Michael Pollan’s Food Rules – A Review
This little book is an excellent beginner’s guide to food. If you’ve been overweight or on a diet for years, you’ve probably determined that there’s no instant cure for what you’ve been doing for years. What Pollan does is give you quick rules for eating that will take you as far, if not further, than many diets. Muffin tops and spare tires might look trendy, but they’re neither very attractive nor healthy. If you have them now in your 20s or 30s, it becomes even harder to lose them as you get older. So, no time to read this little book to get you started.
A curious journalist, Pollan has written several books on food, including In defense of food, The omnivore’s dilemma And Cooked. Try looking at one at a local library and around this time next year you might get a call telling you to pick it up or download it. This little book is perhaps the only thing that is available for free by this author and it is a good start.
Nutrition is a relatively new science. Food companies want you to be their guinea pigs and try their new foods that are bound to be “healthy” in one way or another. By focusing on one element, vitamin or nutrient at a time, they ignore other harmful ingredients and therefore perpetuate confusion and ill health. So the food companies and the medical community are making a fortune at your expense. The only certain thing is that by eating highly processed foods, you will most likely be obese, diabetic, and prone to heart disease and cancer. This is the result of the American diet.

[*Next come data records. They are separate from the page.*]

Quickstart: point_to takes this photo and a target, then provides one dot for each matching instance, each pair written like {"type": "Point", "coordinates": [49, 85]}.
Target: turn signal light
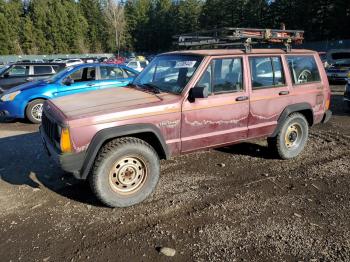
{"type": "Point", "coordinates": [66, 145]}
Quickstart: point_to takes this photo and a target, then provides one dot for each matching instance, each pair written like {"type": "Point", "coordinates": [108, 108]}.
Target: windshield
{"type": "Point", "coordinates": [58, 76]}
{"type": "Point", "coordinates": [343, 62]}
{"type": "Point", "coordinates": [169, 73]}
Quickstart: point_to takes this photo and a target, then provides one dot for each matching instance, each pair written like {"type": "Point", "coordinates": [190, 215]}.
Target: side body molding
{"type": "Point", "coordinates": [289, 110]}
{"type": "Point", "coordinates": [114, 132]}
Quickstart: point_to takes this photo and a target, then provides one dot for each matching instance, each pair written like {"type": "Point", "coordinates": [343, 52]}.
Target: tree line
{"type": "Point", "coordinates": [95, 26]}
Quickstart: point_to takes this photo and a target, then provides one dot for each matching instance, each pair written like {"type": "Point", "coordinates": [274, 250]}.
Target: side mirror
{"type": "Point", "coordinates": [68, 81]}
{"type": "Point", "coordinates": [198, 92]}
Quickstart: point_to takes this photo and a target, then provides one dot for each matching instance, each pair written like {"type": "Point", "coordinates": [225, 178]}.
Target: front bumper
{"type": "Point", "coordinates": [327, 116]}
{"type": "Point", "coordinates": [69, 162]}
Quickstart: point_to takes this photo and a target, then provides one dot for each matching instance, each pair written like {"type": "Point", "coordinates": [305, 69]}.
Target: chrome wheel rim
{"type": "Point", "coordinates": [37, 111]}
{"type": "Point", "coordinates": [293, 136]}
{"type": "Point", "coordinates": [128, 175]}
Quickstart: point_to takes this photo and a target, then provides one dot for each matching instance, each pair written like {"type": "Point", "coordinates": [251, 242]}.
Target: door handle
{"type": "Point", "coordinates": [283, 93]}
{"type": "Point", "coordinates": [242, 98]}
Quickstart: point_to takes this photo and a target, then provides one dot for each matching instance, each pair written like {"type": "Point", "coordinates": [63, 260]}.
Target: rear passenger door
{"type": "Point", "coordinates": [270, 93]}
{"type": "Point", "coordinates": [221, 118]}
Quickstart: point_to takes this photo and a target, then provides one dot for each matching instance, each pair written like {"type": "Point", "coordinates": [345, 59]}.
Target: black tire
{"type": "Point", "coordinates": [31, 113]}
{"type": "Point", "coordinates": [110, 168]}
{"type": "Point", "coordinates": [283, 143]}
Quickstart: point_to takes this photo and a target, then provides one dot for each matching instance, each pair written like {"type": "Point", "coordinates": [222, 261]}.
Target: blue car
{"type": "Point", "coordinates": [26, 100]}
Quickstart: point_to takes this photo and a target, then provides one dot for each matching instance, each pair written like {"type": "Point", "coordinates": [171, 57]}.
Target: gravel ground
{"type": "Point", "coordinates": [232, 204]}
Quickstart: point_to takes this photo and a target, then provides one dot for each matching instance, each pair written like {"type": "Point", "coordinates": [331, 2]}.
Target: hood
{"type": "Point", "coordinates": [111, 102]}
{"type": "Point", "coordinates": [26, 86]}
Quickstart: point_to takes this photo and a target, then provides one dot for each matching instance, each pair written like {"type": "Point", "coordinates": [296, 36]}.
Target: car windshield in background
{"type": "Point", "coordinates": [169, 73]}
{"type": "Point", "coordinates": [56, 77]}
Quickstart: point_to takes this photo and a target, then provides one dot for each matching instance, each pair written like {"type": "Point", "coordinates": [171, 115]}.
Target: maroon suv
{"type": "Point", "coordinates": [183, 102]}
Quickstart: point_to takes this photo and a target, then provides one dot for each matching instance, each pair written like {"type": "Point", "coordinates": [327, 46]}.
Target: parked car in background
{"type": "Point", "coordinates": [26, 101]}
{"type": "Point", "coordinates": [137, 65]}
{"type": "Point", "coordinates": [199, 99]}
{"type": "Point", "coordinates": [347, 91]}
{"type": "Point", "coordinates": [74, 61]}
{"type": "Point", "coordinates": [339, 70]}
{"type": "Point", "coordinates": [19, 73]}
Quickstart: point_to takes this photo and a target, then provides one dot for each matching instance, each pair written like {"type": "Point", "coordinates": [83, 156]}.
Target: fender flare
{"type": "Point", "coordinates": [114, 132]}
{"type": "Point", "coordinates": [289, 110]}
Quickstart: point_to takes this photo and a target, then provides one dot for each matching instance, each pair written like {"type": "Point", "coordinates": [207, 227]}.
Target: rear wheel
{"type": "Point", "coordinates": [34, 111]}
{"type": "Point", "coordinates": [125, 173]}
{"type": "Point", "coordinates": [292, 137]}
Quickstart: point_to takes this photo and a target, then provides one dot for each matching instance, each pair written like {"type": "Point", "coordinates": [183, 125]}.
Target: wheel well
{"type": "Point", "coordinates": [148, 137]}
{"type": "Point", "coordinates": [307, 113]}
{"type": "Point", "coordinates": [37, 98]}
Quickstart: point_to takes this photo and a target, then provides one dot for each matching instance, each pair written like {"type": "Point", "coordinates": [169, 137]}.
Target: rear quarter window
{"type": "Point", "coordinates": [303, 69]}
{"type": "Point", "coordinates": [42, 70]}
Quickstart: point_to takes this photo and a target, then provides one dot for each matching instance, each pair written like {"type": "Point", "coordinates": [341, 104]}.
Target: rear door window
{"type": "Point", "coordinates": [303, 69]}
{"type": "Point", "coordinates": [266, 72]}
{"type": "Point", "coordinates": [18, 70]}
{"type": "Point", "coordinates": [109, 72]}
{"type": "Point", "coordinates": [42, 70]}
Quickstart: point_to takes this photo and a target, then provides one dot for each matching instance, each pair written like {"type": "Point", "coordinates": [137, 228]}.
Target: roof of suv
{"type": "Point", "coordinates": [218, 52]}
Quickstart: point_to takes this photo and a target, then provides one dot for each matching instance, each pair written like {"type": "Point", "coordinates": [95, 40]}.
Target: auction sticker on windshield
{"type": "Point", "coordinates": [185, 64]}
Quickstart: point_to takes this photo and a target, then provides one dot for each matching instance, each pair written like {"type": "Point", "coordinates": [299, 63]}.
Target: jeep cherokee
{"type": "Point", "coordinates": [183, 102]}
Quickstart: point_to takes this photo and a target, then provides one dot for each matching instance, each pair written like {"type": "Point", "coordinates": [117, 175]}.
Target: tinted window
{"type": "Point", "coordinates": [227, 75]}
{"type": "Point", "coordinates": [303, 69]}
{"type": "Point", "coordinates": [266, 72]}
{"type": "Point", "coordinates": [108, 72]}
{"type": "Point", "coordinates": [18, 71]}
{"type": "Point", "coordinates": [42, 70]}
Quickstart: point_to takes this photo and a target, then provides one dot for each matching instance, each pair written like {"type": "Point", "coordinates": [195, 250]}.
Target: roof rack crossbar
{"type": "Point", "coordinates": [244, 36]}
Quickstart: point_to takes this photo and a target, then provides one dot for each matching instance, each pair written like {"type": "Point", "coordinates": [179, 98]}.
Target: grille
{"type": "Point", "coordinates": [50, 128]}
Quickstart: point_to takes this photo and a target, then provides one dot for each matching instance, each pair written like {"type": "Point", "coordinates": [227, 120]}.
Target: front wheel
{"type": "Point", "coordinates": [126, 171]}
{"type": "Point", "coordinates": [34, 111]}
{"type": "Point", "coordinates": [292, 137]}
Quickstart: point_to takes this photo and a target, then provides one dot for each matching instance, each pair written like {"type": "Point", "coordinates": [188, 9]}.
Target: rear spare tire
{"type": "Point", "coordinates": [126, 171]}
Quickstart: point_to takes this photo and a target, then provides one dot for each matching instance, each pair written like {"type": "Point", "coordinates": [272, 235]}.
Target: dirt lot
{"type": "Point", "coordinates": [232, 204]}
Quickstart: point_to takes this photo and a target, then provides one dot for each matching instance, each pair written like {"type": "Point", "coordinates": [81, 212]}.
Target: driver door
{"type": "Point", "coordinates": [222, 117]}
{"type": "Point", "coordinates": [84, 80]}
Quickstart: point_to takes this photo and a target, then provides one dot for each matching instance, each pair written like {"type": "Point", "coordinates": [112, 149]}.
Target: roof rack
{"type": "Point", "coordinates": [231, 36]}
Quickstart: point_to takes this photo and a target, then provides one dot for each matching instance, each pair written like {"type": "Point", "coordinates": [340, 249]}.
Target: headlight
{"type": "Point", "coordinates": [10, 96]}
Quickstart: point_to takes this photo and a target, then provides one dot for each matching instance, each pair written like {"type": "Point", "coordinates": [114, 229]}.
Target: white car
{"type": "Point", "coordinates": [137, 65]}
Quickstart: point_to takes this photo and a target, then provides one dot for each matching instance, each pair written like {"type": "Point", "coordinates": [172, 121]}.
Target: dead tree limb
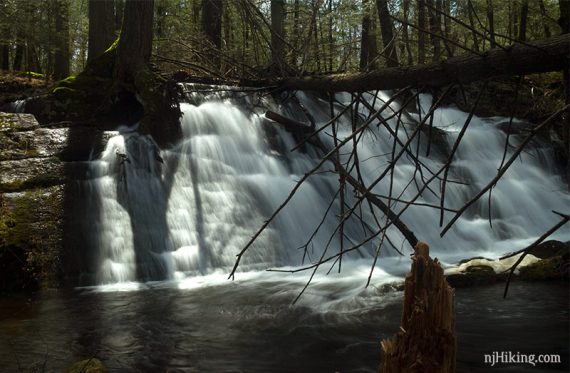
{"type": "Point", "coordinates": [344, 174]}
{"type": "Point", "coordinates": [504, 169]}
{"type": "Point", "coordinates": [536, 57]}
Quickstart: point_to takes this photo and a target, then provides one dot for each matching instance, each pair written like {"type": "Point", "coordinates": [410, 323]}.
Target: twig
{"type": "Point", "coordinates": [565, 219]}
{"type": "Point", "coordinates": [503, 169]}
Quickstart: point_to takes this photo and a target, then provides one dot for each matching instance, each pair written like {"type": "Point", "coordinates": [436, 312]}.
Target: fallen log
{"type": "Point", "coordinates": [520, 59]}
{"type": "Point", "coordinates": [426, 340]}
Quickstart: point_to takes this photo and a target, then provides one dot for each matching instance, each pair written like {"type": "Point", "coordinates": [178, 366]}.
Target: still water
{"type": "Point", "coordinates": [250, 326]}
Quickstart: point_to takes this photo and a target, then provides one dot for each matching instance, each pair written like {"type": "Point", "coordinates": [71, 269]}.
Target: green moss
{"type": "Point", "coordinates": [92, 365]}
{"type": "Point", "coordinates": [28, 74]}
{"type": "Point", "coordinates": [30, 223]}
{"type": "Point", "coordinates": [546, 269]}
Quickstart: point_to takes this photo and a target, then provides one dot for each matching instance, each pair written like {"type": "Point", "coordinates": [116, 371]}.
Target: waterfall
{"type": "Point", "coordinates": [186, 211]}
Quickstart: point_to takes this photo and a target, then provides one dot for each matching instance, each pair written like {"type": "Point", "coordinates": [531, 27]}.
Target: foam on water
{"type": "Point", "coordinates": [182, 214]}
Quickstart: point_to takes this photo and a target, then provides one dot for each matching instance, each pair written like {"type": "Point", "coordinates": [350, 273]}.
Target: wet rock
{"type": "Point", "coordinates": [11, 122]}
{"type": "Point", "coordinates": [475, 275]}
{"type": "Point", "coordinates": [92, 365]}
{"type": "Point", "coordinates": [550, 249]}
{"type": "Point", "coordinates": [31, 237]}
{"type": "Point", "coordinates": [553, 268]}
{"type": "Point", "coordinates": [481, 271]}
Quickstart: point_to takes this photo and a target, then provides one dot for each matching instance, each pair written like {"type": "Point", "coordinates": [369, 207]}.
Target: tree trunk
{"type": "Point", "coordinates": [62, 56]}
{"type": "Point", "coordinates": [368, 49]}
{"type": "Point", "coordinates": [544, 17]}
{"type": "Point", "coordinates": [406, 8]}
{"type": "Point", "coordinates": [491, 19]}
{"type": "Point", "coordinates": [472, 25]}
{"type": "Point", "coordinates": [135, 44]}
{"type": "Point", "coordinates": [421, 34]}
{"type": "Point", "coordinates": [5, 56]}
{"type": "Point", "coordinates": [435, 31]}
{"type": "Point", "coordinates": [277, 31]}
{"type": "Point", "coordinates": [426, 341]}
{"type": "Point", "coordinates": [564, 20]}
{"type": "Point", "coordinates": [524, 17]}
{"type": "Point", "coordinates": [18, 56]}
{"type": "Point", "coordinates": [520, 59]}
{"type": "Point", "coordinates": [101, 27]}
{"type": "Point", "coordinates": [212, 26]}
{"type": "Point", "coordinates": [447, 26]}
{"type": "Point", "coordinates": [386, 29]}
{"type": "Point", "coordinates": [295, 40]}
{"type": "Point", "coordinates": [4, 38]}
{"type": "Point", "coordinates": [119, 11]}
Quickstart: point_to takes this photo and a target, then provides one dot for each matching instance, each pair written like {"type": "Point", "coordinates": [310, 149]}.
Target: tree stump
{"type": "Point", "coordinates": [426, 340]}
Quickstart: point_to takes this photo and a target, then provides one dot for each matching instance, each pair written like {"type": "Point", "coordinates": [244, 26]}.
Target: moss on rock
{"type": "Point", "coordinates": [92, 365]}
{"type": "Point", "coordinates": [31, 233]}
{"type": "Point", "coordinates": [553, 268]}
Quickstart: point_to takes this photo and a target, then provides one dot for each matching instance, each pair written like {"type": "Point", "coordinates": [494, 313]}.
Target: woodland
{"type": "Point", "coordinates": [97, 64]}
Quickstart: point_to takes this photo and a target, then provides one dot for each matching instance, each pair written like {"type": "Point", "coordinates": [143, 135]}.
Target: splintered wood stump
{"type": "Point", "coordinates": [426, 340]}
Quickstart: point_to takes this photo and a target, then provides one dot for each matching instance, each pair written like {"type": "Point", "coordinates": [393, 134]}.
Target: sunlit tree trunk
{"type": "Point", "coordinates": [524, 17]}
{"type": "Point", "coordinates": [406, 8]}
{"type": "Point", "coordinates": [61, 60]}
{"type": "Point", "coordinates": [421, 34]}
{"type": "Point", "coordinates": [212, 26]}
{"type": "Point", "coordinates": [135, 44]}
{"type": "Point", "coordinates": [472, 25]}
{"type": "Point", "coordinates": [119, 10]}
{"type": "Point", "coordinates": [101, 26]}
{"type": "Point", "coordinates": [295, 36]}
{"type": "Point", "coordinates": [544, 17]}
{"type": "Point", "coordinates": [368, 49]}
{"type": "Point", "coordinates": [491, 20]}
{"type": "Point", "coordinates": [277, 31]}
{"type": "Point", "coordinates": [386, 29]}
{"type": "Point", "coordinates": [434, 30]}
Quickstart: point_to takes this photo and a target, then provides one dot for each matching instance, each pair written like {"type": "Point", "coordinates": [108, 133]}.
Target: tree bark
{"type": "Point", "coordinates": [212, 26]}
{"type": "Point", "coordinates": [277, 31]}
{"type": "Point", "coordinates": [421, 34]}
{"type": "Point", "coordinates": [491, 19]}
{"type": "Point", "coordinates": [435, 30]}
{"type": "Point", "coordinates": [368, 49]}
{"type": "Point", "coordinates": [426, 341]}
{"type": "Point", "coordinates": [61, 63]}
{"type": "Point", "coordinates": [544, 17]}
{"type": "Point", "coordinates": [520, 59]}
{"type": "Point", "coordinates": [386, 29]}
{"type": "Point", "coordinates": [135, 44]}
{"type": "Point", "coordinates": [406, 8]}
{"type": "Point", "coordinates": [524, 18]}
{"type": "Point", "coordinates": [472, 25]}
{"type": "Point", "coordinates": [101, 26]}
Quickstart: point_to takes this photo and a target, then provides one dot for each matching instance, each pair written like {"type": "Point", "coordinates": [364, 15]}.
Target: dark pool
{"type": "Point", "coordinates": [253, 328]}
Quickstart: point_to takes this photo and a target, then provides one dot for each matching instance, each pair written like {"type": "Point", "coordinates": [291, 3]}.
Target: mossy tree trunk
{"type": "Point", "coordinates": [101, 26]}
{"type": "Point", "coordinates": [134, 75]}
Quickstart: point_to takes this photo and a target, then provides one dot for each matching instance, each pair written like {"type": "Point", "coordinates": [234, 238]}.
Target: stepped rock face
{"type": "Point", "coordinates": [38, 170]}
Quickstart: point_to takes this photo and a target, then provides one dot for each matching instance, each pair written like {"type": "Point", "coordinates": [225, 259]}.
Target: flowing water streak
{"type": "Point", "coordinates": [186, 211]}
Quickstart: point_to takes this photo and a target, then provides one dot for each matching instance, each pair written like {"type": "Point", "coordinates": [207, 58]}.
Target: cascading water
{"type": "Point", "coordinates": [187, 211]}
{"type": "Point", "coordinates": [181, 214]}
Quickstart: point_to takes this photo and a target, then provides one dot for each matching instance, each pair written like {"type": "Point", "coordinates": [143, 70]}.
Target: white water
{"type": "Point", "coordinates": [184, 213]}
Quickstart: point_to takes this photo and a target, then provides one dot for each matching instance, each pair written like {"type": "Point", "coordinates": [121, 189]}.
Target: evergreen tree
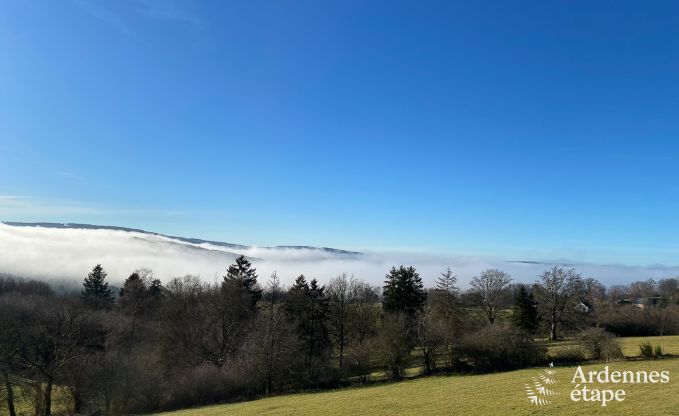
{"type": "Point", "coordinates": [306, 304]}
{"type": "Point", "coordinates": [243, 273]}
{"type": "Point", "coordinates": [525, 310]}
{"type": "Point", "coordinates": [96, 292]}
{"type": "Point", "coordinates": [403, 291]}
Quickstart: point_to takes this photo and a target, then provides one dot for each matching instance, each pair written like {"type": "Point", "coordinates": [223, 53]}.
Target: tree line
{"type": "Point", "coordinates": [151, 346]}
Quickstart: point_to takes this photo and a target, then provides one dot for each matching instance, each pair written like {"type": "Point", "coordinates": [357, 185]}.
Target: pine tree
{"type": "Point", "coordinates": [96, 292]}
{"type": "Point", "coordinates": [404, 291]}
{"type": "Point", "coordinates": [525, 310]}
{"type": "Point", "coordinates": [243, 273]}
{"type": "Point", "coordinates": [306, 304]}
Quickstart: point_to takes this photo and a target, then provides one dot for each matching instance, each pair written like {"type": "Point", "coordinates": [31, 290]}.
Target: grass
{"type": "Point", "coordinates": [492, 394]}
{"type": "Point", "coordinates": [501, 393]}
{"type": "Point", "coordinates": [630, 345]}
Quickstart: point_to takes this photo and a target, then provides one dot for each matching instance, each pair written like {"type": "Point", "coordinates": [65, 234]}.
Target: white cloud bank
{"type": "Point", "coordinates": [67, 253]}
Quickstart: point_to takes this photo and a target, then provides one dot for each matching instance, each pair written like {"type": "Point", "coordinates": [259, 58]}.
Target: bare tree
{"type": "Point", "coordinates": [490, 287]}
{"type": "Point", "coordinates": [556, 292]}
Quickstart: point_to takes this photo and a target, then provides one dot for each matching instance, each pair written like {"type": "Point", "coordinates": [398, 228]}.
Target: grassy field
{"type": "Point", "coordinates": [501, 393]}
{"type": "Point", "coordinates": [493, 394]}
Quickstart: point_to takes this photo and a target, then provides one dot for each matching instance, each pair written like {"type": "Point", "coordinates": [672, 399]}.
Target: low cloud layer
{"type": "Point", "coordinates": [64, 254]}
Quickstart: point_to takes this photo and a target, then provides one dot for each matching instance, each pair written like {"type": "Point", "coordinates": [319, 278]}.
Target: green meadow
{"type": "Point", "coordinates": [490, 394]}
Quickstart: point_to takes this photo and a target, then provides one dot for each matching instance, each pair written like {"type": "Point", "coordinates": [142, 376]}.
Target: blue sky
{"type": "Point", "coordinates": [535, 130]}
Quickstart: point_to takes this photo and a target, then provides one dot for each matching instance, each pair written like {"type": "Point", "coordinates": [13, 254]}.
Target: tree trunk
{"type": "Point", "coordinates": [10, 395]}
{"type": "Point", "coordinates": [77, 401]}
{"type": "Point", "coordinates": [341, 357]}
{"type": "Point", "coordinates": [48, 398]}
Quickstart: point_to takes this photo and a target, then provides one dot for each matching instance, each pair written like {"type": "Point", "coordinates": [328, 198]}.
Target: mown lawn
{"type": "Point", "coordinates": [493, 394]}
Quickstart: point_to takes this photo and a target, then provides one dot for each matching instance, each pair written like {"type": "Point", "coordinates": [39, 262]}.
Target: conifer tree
{"type": "Point", "coordinates": [404, 291]}
{"type": "Point", "coordinates": [243, 273]}
{"type": "Point", "coordinates": [96, 292]}
{"type": "Point", "coordinates": [525, 310]}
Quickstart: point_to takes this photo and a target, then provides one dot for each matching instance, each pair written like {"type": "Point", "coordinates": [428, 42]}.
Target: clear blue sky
{"type": "Point", "coordinates": [516, 129]}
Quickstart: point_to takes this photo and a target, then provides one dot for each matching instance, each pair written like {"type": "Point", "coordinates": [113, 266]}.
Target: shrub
{"type": "Point", "coordinates": [646, 350]}
{"type": "Point", "coordinates": [571, 354]}
{"type": "Point", "coordinates": [394, 345]}
{"type": "Point", "coordinates": [658, 351]}
{"type": "Point", "coordinates": [600, 344]}
{"type": "Point", "coordinates": [500, 347]}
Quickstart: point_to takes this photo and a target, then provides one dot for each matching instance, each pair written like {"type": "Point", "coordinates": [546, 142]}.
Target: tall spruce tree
{"type": "Point", "coordinates": [96, 292]}
{"type": "Point", "coordinates": [525, 310]}
{"type": "Point", "coordinates": [403, 291]}
{"type": "Point", "coordinates": [306, 305]}
{"type": "Point", "coordinates": [243, 273]}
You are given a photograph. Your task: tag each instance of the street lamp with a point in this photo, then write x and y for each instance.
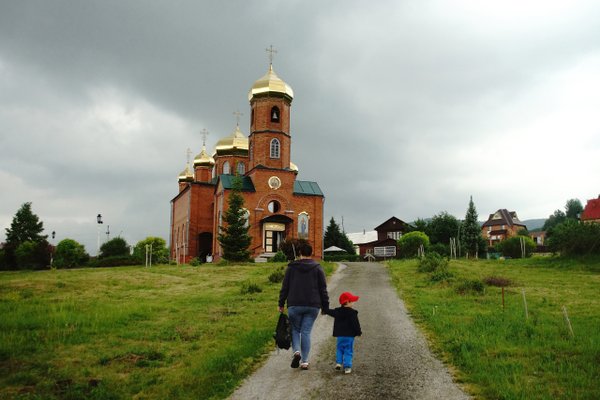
(99, 220)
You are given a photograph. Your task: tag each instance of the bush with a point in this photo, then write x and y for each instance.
(250, 287)
(511, 247)
(279, 257)
(471, 286)
(277, 276)
(116, 261)
(408, 245)
(70, 254)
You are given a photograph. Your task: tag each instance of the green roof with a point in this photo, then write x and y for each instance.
(307, 188)
(227, 181)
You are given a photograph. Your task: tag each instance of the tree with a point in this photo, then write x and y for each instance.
(335, 237)
(573, 209)
(25, 245)
(116, 247)
(409, 244)
(70, 254)
(471, 237)
(442, 227)
(233, 236)
(160, 253)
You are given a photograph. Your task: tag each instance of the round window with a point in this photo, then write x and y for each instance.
(273, 206)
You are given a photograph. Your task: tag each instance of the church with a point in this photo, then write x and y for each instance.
(277, 205)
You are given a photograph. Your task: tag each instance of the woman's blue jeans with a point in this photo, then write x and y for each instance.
(302, 319)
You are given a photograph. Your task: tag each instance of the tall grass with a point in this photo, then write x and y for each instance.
(499, 353)
(133, 332)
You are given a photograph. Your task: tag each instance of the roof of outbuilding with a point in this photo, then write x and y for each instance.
(591, 210)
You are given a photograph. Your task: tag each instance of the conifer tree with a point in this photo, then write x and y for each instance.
(471, 231)
(233, 236)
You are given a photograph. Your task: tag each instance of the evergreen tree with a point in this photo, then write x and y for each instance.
(233, 236)
(471, 237)
(25, 245)
(25, 227)
(335, 237)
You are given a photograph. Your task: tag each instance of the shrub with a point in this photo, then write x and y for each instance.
(409, 244)
(279, 257)
(432, 262)
(70, 254)
(342, 257)
(250, 287)
(277, 276)
(497, 281)
(471, 286)
(511, 247)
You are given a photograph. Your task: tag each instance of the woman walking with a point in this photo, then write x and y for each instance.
(305, 289)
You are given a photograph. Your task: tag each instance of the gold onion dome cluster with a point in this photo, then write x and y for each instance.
(186, 174)
(203, 159)
(270, 83)
(236, 141)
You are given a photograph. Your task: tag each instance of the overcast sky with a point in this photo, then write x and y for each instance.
(401, 108)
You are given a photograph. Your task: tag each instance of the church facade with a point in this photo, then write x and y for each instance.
(277, 205)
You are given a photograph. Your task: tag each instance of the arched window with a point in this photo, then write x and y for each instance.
(274, 148)
(275, 114)
(241, 168)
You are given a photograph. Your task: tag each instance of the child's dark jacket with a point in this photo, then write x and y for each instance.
(345, 322)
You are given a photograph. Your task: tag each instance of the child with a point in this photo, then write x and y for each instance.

Pollan sums it all up with “Eat food. Not too much. Mostly plants.” But he gives you 64 rules to guide you to that conclusion. One rule in particular that supports it is rule 12 “Buy the fringes of the supermarket and stay out of the middle”. It’s another way of saying to eat fresh fruits and vegetables, meat, fish and dairy products and avoid processed foods.
So before you go on a diet, write down what you’re currently eating, follow Pollan’s Rules, and see if it makes a difference. If you think eating healthy might cost a little more, it’s a lot less than what you’ll be paying the medical community if you don’t change anything.